GITHUB_TOKEN = "[INSERT YOUR GITHUB ACCESS TOKEN HERE]"

def parse_github_url(url):
    parts = url.strip("/").split("/")
    owner = parts[-2]
    repo = parts[-1]
    return owner, repo

def get_files_from_github_repo(owner, repo, token):
    url = f"https://api.github.com/repos/{owner}/{repo}/git/trees/main?recursive=1"
    headers = {
        "Authorization": f"token {token}",
        "Accept": "application/vnd.github+json"
    }
    response = requests.get(url, headers=headers)
    if response.status_code == 200:
        content = response.json()
        return content["tree"]
    else:
        raise ValueError(f"Error fetching repo contents: {response.status_code}")

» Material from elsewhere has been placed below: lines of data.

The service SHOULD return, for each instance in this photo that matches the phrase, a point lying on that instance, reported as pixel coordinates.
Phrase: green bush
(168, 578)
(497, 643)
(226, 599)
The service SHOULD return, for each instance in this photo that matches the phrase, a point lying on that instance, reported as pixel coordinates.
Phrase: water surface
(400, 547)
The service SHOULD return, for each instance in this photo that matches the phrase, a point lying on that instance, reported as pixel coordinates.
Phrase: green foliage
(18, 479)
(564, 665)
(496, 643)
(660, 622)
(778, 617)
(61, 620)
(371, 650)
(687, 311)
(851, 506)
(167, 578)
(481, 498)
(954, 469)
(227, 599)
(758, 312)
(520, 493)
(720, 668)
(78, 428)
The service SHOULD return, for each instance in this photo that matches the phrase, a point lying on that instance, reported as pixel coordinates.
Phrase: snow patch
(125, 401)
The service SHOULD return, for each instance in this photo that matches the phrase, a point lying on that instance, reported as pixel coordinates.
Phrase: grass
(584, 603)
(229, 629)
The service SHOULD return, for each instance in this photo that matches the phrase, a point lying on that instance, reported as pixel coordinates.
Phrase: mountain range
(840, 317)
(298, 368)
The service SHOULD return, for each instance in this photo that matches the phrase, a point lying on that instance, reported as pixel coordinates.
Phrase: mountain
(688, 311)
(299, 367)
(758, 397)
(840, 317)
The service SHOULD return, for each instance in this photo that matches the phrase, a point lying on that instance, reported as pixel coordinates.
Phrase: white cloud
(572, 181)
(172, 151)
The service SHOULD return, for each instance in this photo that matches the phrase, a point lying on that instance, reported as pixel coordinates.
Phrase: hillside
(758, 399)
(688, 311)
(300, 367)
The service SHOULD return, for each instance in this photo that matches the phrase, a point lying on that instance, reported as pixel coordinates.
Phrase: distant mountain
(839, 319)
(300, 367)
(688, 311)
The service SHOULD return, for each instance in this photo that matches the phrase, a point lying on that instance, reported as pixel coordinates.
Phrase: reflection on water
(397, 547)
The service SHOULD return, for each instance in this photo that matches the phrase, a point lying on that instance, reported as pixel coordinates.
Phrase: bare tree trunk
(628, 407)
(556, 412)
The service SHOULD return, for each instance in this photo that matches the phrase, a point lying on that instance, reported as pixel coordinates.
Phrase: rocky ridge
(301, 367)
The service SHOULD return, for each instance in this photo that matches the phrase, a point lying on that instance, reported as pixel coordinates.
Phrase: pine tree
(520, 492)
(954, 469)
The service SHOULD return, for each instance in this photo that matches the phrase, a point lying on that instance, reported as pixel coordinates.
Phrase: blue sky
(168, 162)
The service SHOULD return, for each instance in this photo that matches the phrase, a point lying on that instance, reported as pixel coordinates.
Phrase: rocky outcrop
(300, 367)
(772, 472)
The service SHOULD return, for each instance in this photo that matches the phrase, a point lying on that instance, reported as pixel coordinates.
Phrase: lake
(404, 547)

def fetch_md_contents(files):
    md_contents = []
    for file in files:
        if file["type"] == "blob" and fnmatch.fnmatch(file["path"], "*.md"):
            response = requests.get(file["url"])
            if response.status_code == 200:
                content = response.json()["content"]
                decoded_content = base64.b64decode(content).decode('utf-8')
                print("Fetching Content from ", file['path'])
                md_contents.append(Document(page_content=decoded_content, metadata={"source": file['path']}))
            else:
                print(f"Error downloading file {file['path']}: {response.status_code}")
    return md_contents

def get_source_chunks(files):
    print("In get_source_chunks ...")
    source_chunks = []
    splitter = CharacterTextSplitter(separator=" ", chunk_size=1024, chunk_overlap=0)
    for source in fetch_md_contents(files):
        for chunk in splitter.split_text(source.page_content):
            source_chunks.append(Document(page_content=chunk, metadate=source.metadata))
    return source_chunks

def main():
    parser = argparse.ArgumentParser(description="Fetch all *.md files from a GitHub repository.")
    parser.add_argument("url", help="GitHub repository URL")
    args = parser.parse_args()

    GITHUB_OWNER, GITHUB_REPO = parse_github_url(args.url)
    
    all_files = get_files_from_github_repo(GITHUB_OWNER, GITHUB_REPO, GITHUB_TOKEN)

    CHROMA_DB_PATH = f'./chroma/{os.path.basename(GITHUB_REPO)}'

    chroma_db = None

    if not os.path.exists(CHROMA_DB_PATH):
        print(f'Creating Chroma DB at {CHROMA_DB_PATH}...')
        source_chunks = get_source_chunks(all_files)
        chroma_db = Chroma.from_documents(source_chunks, OpenAIEmbeddings(), persist_directory=CHROMA_DB_PATH)
        chroma_db.persist()
    else:
        print(f'Loading Chroma DB from {CHROMA_DB_PATH} ... ')
        chroma_db = Chroma(persist_directory=CHROMA_DB_PATH, embedding_function=OpenAIEmbeddings())

    qa_chain = load_qa_chain(OpenAI(temperature=1), chain_type="stuff")
    qa = RetrievalQA(combine_documents_chain=qa_chain, retriever=chroma_db.as_retriever())

    while True:
        print('\n\n\033[31m' + 'Ask a question' + '\033[m')
        user_input = input()
        print('\033[31m' + qa.run(user_input) + '\033[m')

if __name__ == "__main__":
    main()

Conclusion

In conclusion, this Ultimate Guide to Chatting with ANY GitHub Repository using OpenAI LLMs and LangChain offers developers an innovative way to access and explore information within their GitHub repositories through an interactive question-answering system. By leveraging the capabilities of the GitHub API, LangChain, ChromaDB Vector Database, OpenAI API for Embeddings, and OpenAI LLM, this guide presents a powerful solution for those looking to revolutionize their interactions with GitHub repositories and unlock the full potential of their projects. As the world of software development evolves, tools like these will continue to empower developers with efficient, user-friendly, and engaging solutions to enhance their productivity and success. So, embrace the future of GitHub communication and start chatting with your repositories today!